El D’A ha celebrado su edición número 14 con la ambición de un adolescente de seguir creciendo y expandiéndose con más títulos, eventos y formatos, pero con el mismo espíritu de exponer los nuevos estrenos de figuras consagradas y, lo más importante, iluminar al público mediante joyas ocultas de nuevas voces. Justamente eso es lo que han hecho con el surcoreano Kim Tae-yang, cuya ópera prima Mimang, acerca del paso del tiempo en las relaciones amorosas, se hizo con el premio gordo de la sección competitiva Talents. Para el cine español, la sección Un Impulso Colectivo galardonó finalmente a un sospechoso habitual del festival, Marc Ferrer, por Reír, cantar, tal vez llorar, un melodrama colorido y cautivador se abre paso entre el desorden con su narrativa refrescante, relajada pero vanguardista, en palabras del propio jurado. En la misma sección, se premiaron los cortometrajes Contadores (Irati Gorostidi Agirretxe) y Four Deaths (Roger Alsina Uribe), mientras que Sueños y pan, de Luis Soto Muñoz, se llevó el premio OpenECAM, que le cederá algunos recursos para realización de su siguiente título. El jurado de la crítica consideró como mejor película la comedia Vera y el placer de los otros, de los argentinos Federico Actis y Romina Tamburello. Por último, el público aupó HLM Pussy de Nora el Hourch, y el cortometraje, Els buits de Isa Luengo, Sofia Esteve Santonja y Marina Freixa Roca. Menos cercana y contundente que la reciente How to Have Sex (Molly Manning Walker, 2023), el debut de el Hourch indaga en el consentimiento sexual en la era de las nuevas tecnologías de una manera un tanto didáctica, pero con verosimilitud y una configuración solvente del trío de amigas protagonistas, fácilmente empatizable.

  1. La cosecha francesa
  2. Lidiando con la identidad y la existencia
  3. Road-movies urbanas
  4. En el filo de realidad

Con la Biznaga de Oro del Festival de Málaga bajo el brazo, inauguraba la edición Segundo premio, la relectura libre que Isaki Lacuesta y Pol Rodríguez realizan de un trascendental momento en la trayectoria del mítico grupo indie Los Planetas. Como ya realizara en otras aproximaciones a hechos reales como Un año, una noche (2022), Lacuesta se desvincula de lo estrictamente verdadero para adentrarse en variables que exploran sus sujetos de estudio y pegarse a los temas en los que quiere incidir, llegando en varios momentos a una fabulación onírica. Como bien reza el claim, no es una película sobre Los Planetas, sino inspirada en ellos con la que, nuevamente, reinterpreta los códigos del biopic musical. Ambientada en la Granada de mediados de los noventa y tomando las distintas crisis que gestaron y culminaron en la publicación de Una semana en el motor de un autobús (1998), uno de los discos más aplaudidos de la historia de la música en España, el film está plagado de atractivas decisiones de dirección que dan lustre a un guion ya algo trasnochado sobre el tóxico ambiente del músico a contracorriente, lleno de excesos y egolatría. Los fans de la banda granadina saciarán cualquier necesidad de nostalgia, pero los espectadores casuales probablemente no terminen de conectar con una historia más que superada en la que la estética va por delante de cualquier tipo de sustancia.

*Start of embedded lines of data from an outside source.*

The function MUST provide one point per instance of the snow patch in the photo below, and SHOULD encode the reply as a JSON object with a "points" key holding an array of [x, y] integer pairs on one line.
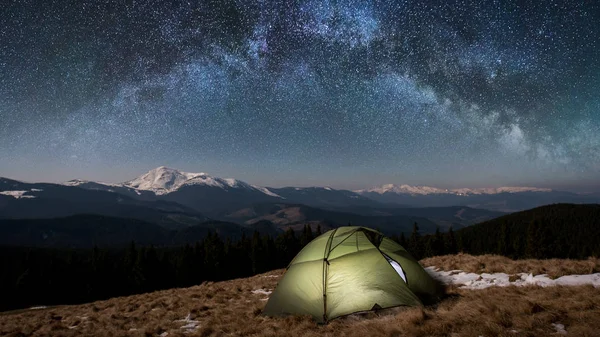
{"points": [[262, 292], [190, 325], [267, 191], [38, 307], [17, 194], [560, 328], [485, 280], [425, 190]]}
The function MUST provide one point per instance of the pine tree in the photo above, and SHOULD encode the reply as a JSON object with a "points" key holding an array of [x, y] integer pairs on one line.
{"points": [[450, 246], [415, 244], [437, 244], [402, 241]]}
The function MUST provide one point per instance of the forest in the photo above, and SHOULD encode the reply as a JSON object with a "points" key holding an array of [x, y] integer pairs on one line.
{"points": [[51, 276]]}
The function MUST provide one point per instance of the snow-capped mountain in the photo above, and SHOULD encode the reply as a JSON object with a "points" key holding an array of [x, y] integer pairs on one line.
{"points": [[426, 190], [504, 199], [163, 180]]}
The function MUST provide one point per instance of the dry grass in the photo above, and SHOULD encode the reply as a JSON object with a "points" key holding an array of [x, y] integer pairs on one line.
{"points": [[496, 263], [231, 309]]}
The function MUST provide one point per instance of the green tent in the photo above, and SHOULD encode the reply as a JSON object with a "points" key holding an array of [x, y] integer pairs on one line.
{"points": [[348, 270]]}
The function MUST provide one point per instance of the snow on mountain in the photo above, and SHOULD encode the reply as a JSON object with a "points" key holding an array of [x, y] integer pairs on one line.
{"points": [[163, 180], [426, 190], [18, 194]]}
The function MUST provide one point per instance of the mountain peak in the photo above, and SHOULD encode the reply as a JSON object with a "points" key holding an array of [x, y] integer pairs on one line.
{"points": [[163, 180]]}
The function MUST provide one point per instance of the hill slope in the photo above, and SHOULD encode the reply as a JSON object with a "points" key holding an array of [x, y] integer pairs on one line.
{"points": [[234, 308], [560, 230]]}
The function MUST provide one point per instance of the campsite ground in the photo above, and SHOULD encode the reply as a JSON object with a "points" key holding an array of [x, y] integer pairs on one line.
{"points": [[232, 308]]}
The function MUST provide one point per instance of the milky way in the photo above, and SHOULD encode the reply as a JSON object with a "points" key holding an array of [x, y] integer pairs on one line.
{"points": [[342, 93]]}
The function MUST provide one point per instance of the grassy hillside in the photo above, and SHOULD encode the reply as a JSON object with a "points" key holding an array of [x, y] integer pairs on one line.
{"points": [[233, 308]]}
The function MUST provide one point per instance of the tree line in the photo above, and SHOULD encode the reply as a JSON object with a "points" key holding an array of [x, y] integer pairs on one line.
{"points": [[50, 276]]}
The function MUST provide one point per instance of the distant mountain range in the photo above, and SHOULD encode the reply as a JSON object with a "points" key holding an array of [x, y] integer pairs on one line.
{"points": [[176, 199]]}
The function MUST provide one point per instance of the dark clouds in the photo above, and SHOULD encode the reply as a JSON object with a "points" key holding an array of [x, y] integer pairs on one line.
{"points": [[431, 92]]}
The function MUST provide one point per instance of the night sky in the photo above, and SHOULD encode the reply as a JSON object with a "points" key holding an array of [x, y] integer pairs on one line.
{"points": [[347, 93]]}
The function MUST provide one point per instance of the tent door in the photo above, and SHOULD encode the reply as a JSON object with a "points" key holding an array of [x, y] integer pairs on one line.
{"points": [[396, 267]]}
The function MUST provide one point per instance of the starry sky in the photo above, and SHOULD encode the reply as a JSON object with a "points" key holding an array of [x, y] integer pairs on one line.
{"points": [[346, 93]]}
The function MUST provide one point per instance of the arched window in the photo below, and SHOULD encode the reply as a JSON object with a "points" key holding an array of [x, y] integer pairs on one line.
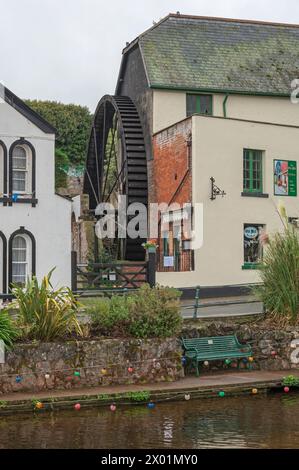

El Festival, además, revolucionó la comunidad cinéfila catalana con la visita de Alice Rohrwacher, cineasta esencial del cine europeo contemporáneo

La cosecha francesa

El cine francófono desembarcó fuerte en el festival. Prueba de ello es la retrospectiva dedicada a la cineasta Catherine Breillat, quien ha vuelto a ponerse detrás de las cámaras tras una década alejada de ellas con El último verano, que aprovechó para presentar en la Filmoteca de Catalunya junto a otros títulos de su filmografía. La película que ha marcado su regreso es un remake de la no tan lejana cinta danesa Reina de corazones (May el-Toukhy, 2022), que acierta al poner la tijera donde la nórdica se alargaba. Resultando más cálida que el material original y poniendo más énfasis en la captura de los cuerpos apasionados en esta turbia relación entre madre e hijo del marido, El último verano, sin embargo, acaba impactando menos que su referente todavía bastante vivo en la memoria, resultando un aporte que no se desmarca excesivamente del original. Breillat, a su favor, sabe crear el paisaje para la historia en cuestión, en la que sobresale una Léa Drucker poliédrica.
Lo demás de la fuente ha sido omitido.